Since then, I have led the group of around 25 individuals from 13 different departments and organisations, combining our knowledge, skills and experience in the subject matter. Connecting professionals across boundaries in this way has enabled us to share our collective expertise across the Civil Service in our region.

The network’s members have designed and developed a consultancy tool and methodology to enable us to maximise the group’s knowledge and help others. This means that departments can get professional attendance management advice from experts without bringing in external consultants, maximising the abilities of experienced, in-house professionals.

We have also designed and hosted four discovery events across the North West – in Salford, Southport, Blackpool and Lilyhall, Cumbria – aimed at first line managers, to help them understand the aims of attendance management and the personal impact they can have on people.

Nick Langford, Attendance Management network
Nick Langford, Attendance Management network

There have been many highlights to leading the network, but the one which stands out is completing the first consultancy visit and providing feedback to the management group who had asked for our help.

I went back 12 months later to see if our work had made a difference, and I am pleased to say that it did. The group is full of energy, with some really great ideas being generated, which will lead to new discovery events that we plan to test and deliver at the end of 2016.

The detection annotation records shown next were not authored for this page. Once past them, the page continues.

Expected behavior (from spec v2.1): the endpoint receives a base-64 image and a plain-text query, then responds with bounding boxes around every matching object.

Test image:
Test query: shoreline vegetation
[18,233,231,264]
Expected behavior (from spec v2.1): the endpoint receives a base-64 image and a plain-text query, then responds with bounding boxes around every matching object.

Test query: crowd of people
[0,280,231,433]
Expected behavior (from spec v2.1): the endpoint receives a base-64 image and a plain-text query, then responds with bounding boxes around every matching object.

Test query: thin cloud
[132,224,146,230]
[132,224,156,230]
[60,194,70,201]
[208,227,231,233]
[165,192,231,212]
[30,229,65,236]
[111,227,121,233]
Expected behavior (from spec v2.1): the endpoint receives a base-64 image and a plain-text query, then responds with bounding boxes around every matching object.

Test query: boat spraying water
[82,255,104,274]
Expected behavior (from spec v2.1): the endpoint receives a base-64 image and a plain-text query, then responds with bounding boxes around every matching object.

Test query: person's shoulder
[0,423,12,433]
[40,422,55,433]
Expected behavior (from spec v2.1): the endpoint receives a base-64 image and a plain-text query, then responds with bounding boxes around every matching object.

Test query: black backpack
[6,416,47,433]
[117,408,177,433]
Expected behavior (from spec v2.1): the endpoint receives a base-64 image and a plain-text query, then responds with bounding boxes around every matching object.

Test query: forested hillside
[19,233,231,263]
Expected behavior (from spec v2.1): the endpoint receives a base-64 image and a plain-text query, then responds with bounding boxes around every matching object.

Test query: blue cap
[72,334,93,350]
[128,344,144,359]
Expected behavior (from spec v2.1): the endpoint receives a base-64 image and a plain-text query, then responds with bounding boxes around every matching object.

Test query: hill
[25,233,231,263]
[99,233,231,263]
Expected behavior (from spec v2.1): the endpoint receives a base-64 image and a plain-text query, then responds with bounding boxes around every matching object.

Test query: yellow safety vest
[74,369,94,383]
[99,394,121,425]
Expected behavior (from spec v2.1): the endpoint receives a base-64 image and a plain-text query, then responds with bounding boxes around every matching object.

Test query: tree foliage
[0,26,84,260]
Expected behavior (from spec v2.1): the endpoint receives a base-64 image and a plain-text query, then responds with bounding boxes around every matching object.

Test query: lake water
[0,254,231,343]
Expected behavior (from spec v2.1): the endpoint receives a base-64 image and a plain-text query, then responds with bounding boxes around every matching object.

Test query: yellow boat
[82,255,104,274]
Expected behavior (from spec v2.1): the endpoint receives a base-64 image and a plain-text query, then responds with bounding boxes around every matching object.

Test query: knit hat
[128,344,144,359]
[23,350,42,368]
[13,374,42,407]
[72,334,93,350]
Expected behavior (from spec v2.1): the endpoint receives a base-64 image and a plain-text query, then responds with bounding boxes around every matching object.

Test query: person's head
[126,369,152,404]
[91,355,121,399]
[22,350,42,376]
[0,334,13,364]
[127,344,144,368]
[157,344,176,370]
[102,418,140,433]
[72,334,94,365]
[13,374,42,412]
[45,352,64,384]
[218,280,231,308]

There are clear benefits for our colleagues in ensuring managers are supportive in their approach to attendance, and to citizens in maximising the number of days we provide services to them. Personally, I have gained a lot from understanding the issues and pressures in other departments, developing a new network of contacts across the region, and learning from some really inventive and exciting approaches.

I would encourage all my colleagues across the north west to consider joining one of our Civil Service Local professional networks. Many are making real progress in worthwhile areas and can make a genuine difference to society. If you have a passion to help in a particular line of work, and the group doesn’t already exist, why not contact CS Local and ask to be put in touch with other like-minded colleagues to set up a new network?

As a career Civil Servant, I know we have highly skilled experts who can bring together workplace theories and practical knowledge to ensure the Civil Service is a great place to work, and an organisation that makes a real difference to citizens. I wholeheartedly support the aim of Civil Service transformation to bring down boundaries and promote cross-government working – in short, to connect people. And my experiences over the last three years mean I firmly believe Civil Service Local is a great way to identify and share best practice, and to truly make a difference.